Given BOLD fMRI's fundamental limitations, researchers are exploring alternative methods to measure neuronal activity more directly. Diffusion-based fMRI attempts to detect the slight swelling of firing neurons, but signals are much smaller than BOLD and highly sensitive to head movement. Neuronal current imaging tries to measure electrical currents in firing neurons, but signals remain too small for practical application.
The reproducibility crisis in science has driven researchers to reexamine their practices, with neuroimaging being particularly susceptible due to analytical flexibility. Beyond preregistration, radical transparency through data sharing has become essential. Despite initial resistance-including a controversial 2016 editorial in the New England Journal of Medicine deriding "research parasites"-neuroimaging has emerged as a leader in data sharing.
Despite initial skepticism about how measuring blood oxygen levels could reveal brain function, fMRI has proven remarkably valuable over the past 25 years. While new concerns have emerged alongside applications to real-world questions, neuroimaging has transformed our understanding of how mental functions are organized across the brain and how different regions collaborate to enable human cognition.
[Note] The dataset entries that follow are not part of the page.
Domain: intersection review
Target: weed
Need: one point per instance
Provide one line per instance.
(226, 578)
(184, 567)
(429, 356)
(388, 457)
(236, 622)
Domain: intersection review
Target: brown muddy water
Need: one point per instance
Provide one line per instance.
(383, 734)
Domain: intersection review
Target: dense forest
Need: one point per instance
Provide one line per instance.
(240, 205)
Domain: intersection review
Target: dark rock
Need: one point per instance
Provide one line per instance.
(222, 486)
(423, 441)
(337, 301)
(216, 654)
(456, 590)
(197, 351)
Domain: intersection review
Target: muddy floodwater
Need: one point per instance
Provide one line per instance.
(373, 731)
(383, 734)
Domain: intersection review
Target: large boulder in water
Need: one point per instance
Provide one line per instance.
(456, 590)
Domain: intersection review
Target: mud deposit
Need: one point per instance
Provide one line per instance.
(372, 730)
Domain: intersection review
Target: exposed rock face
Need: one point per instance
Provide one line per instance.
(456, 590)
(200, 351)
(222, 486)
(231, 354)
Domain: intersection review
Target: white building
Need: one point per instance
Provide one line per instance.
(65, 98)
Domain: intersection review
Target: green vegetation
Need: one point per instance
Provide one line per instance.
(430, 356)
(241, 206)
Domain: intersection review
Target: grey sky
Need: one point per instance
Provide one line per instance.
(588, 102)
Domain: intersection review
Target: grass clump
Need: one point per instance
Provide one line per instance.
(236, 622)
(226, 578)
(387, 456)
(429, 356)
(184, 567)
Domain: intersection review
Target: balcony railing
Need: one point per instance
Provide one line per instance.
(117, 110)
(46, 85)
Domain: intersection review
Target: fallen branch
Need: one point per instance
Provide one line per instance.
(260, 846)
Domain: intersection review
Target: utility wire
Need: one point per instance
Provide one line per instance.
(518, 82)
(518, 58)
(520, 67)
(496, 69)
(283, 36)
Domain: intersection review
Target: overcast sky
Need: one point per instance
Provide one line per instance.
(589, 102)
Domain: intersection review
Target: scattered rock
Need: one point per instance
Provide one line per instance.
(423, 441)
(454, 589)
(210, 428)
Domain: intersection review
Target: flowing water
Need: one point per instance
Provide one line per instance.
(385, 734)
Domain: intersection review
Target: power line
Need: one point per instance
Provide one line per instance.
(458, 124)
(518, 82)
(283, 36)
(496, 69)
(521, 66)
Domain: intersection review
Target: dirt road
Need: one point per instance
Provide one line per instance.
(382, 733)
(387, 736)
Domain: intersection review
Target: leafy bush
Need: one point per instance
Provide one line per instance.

We've gained insights into individual uniqueness, how brains change over different timescales, and the neural dysfunctions underlying mental illness-even driving a wholesale reconceptualization of mental disorders. Perhaps most profoundly, fMRI's ability to decode mental states raises deep questions about the mind-brain relationship and what it means for our human identity. Though every scientific technique eventually becomes obsolete, whether new technologies will surpass fMRI's capabilities within our lifetime remains uncertain-though perhaps our ventral striatum knows better than we do.